The situation in Ebola-hit Africa should also lead us to consider what might happen if our own countries experienced a truly severe epidemic. While most affluent nations would find it easier to cope with a disease like Ebola, an epidemic of a deadly fast-spreading strain of influenza would pose major challenges. Just as the response to Ebola has been compromised by division and distrust, most nations are becoming more unequal and there is a pervasive sense of discontent and unfairness. People’s material expectations have risen far beyond what most can reasonably expect to achieve. The effects of this have been corrosive, and a severe pandemic would sorely test social cohesion and the abilities of most governments to maintain order.
Lastly, we should take stock of our changing relationship with other species. Historically, the single most important factor in human health has been our relationship with other animals and when that changes—as a result of trade, settlement, or farming practices—we can fall victim to zoonoses, infections which cross the species barrier. Ebola, SARS, and influenza remind us that the trade in animals and meat-products (legal and illegal) remains a continual source of infection. It is often inadequately policed. On a deeper level, the rapid changes which have taken place in inter-species relationships bode ill for the future, and the rise of intensive farming—itself partly a consequence of rapid urbanization—requires particular attention.

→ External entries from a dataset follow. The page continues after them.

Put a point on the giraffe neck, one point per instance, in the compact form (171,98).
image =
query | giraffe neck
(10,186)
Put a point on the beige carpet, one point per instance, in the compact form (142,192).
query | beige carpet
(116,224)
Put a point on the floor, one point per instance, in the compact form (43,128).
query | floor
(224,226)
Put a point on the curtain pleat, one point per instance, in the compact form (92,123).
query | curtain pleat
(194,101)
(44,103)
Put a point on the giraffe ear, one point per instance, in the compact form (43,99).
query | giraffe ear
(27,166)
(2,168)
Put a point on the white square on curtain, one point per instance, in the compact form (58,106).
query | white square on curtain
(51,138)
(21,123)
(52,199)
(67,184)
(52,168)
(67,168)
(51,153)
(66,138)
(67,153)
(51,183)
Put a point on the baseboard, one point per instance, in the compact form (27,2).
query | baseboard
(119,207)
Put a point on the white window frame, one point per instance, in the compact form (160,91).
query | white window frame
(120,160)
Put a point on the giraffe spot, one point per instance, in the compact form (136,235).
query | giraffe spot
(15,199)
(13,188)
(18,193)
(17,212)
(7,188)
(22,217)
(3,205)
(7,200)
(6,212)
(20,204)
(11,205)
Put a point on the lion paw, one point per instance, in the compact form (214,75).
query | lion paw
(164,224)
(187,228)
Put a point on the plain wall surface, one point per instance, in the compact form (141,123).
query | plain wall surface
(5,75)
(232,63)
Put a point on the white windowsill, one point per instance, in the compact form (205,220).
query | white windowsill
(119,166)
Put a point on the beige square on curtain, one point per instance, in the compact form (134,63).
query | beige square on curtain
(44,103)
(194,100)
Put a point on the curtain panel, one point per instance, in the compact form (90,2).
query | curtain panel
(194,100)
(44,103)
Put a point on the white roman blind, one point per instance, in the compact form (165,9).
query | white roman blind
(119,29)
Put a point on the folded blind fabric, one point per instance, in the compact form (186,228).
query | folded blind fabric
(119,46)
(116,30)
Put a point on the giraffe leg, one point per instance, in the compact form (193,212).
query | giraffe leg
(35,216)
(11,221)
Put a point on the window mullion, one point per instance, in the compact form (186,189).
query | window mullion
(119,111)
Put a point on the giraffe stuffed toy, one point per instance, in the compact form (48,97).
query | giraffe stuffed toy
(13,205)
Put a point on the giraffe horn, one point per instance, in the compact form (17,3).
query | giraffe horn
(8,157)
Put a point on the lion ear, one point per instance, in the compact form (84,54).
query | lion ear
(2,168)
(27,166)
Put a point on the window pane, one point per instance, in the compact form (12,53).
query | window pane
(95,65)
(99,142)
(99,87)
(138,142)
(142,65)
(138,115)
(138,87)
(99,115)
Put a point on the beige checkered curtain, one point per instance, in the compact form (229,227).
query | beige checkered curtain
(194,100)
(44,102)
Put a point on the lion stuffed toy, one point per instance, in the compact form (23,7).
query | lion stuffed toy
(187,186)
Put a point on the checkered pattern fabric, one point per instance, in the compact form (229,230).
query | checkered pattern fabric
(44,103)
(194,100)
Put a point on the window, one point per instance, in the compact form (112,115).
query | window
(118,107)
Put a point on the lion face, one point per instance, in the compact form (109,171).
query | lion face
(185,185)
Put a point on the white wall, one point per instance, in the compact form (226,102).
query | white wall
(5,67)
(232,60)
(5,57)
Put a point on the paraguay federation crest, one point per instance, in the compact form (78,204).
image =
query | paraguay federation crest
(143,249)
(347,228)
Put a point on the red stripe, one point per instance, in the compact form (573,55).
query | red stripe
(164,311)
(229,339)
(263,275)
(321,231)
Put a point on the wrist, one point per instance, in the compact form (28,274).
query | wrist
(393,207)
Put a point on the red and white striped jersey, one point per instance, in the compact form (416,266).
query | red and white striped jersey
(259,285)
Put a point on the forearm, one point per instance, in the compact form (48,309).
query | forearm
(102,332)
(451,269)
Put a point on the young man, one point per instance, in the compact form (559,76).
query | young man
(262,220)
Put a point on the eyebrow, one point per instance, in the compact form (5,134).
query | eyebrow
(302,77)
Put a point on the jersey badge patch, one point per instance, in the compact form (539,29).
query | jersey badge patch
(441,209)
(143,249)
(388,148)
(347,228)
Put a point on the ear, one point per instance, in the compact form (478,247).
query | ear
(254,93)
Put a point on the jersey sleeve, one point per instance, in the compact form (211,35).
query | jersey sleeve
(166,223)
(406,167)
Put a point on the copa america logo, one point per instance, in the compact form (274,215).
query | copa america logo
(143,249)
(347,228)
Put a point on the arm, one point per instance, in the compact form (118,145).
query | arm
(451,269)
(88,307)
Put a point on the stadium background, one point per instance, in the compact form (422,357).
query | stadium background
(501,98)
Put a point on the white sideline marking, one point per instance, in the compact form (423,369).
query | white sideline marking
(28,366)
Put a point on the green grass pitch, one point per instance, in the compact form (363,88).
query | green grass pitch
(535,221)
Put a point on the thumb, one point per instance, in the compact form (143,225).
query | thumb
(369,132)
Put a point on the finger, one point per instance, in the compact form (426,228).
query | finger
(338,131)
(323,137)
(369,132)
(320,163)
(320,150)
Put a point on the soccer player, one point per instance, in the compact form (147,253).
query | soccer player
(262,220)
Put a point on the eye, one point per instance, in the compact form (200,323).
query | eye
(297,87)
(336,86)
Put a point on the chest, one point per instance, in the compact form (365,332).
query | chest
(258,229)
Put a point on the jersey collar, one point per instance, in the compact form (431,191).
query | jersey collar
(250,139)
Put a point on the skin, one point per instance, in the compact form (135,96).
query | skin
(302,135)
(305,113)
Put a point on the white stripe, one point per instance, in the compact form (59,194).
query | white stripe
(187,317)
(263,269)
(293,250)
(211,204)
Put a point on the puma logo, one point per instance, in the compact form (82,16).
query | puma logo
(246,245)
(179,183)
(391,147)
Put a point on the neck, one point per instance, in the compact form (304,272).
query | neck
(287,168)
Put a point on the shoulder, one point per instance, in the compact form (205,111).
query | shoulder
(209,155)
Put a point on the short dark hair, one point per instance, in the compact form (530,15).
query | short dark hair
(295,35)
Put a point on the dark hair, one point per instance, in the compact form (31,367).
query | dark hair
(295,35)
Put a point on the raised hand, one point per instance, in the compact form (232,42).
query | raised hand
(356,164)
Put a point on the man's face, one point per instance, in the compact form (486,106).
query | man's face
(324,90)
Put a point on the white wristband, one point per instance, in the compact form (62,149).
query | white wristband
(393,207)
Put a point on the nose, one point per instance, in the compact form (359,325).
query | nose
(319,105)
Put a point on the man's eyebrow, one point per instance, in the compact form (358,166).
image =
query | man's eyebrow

Zoonotic diseases are among the greatest challenges of our time. We cannot rely simply on containing them—as many would have us believe—but need to understand the complex economic and social factors which favour their emergence.
Mark Harrison is professor of the history of medicine and director of the Wellcome Unit for the History of Medicine, University of Oxford. His previous books include Medicine and Victory: British Military Medicine in the Second World War and The Medical War: British Military Medicine in the First World War, for each of which he was awarded the Templer Medal. His latest book is Contagion: How Commerce Has Spread Disease.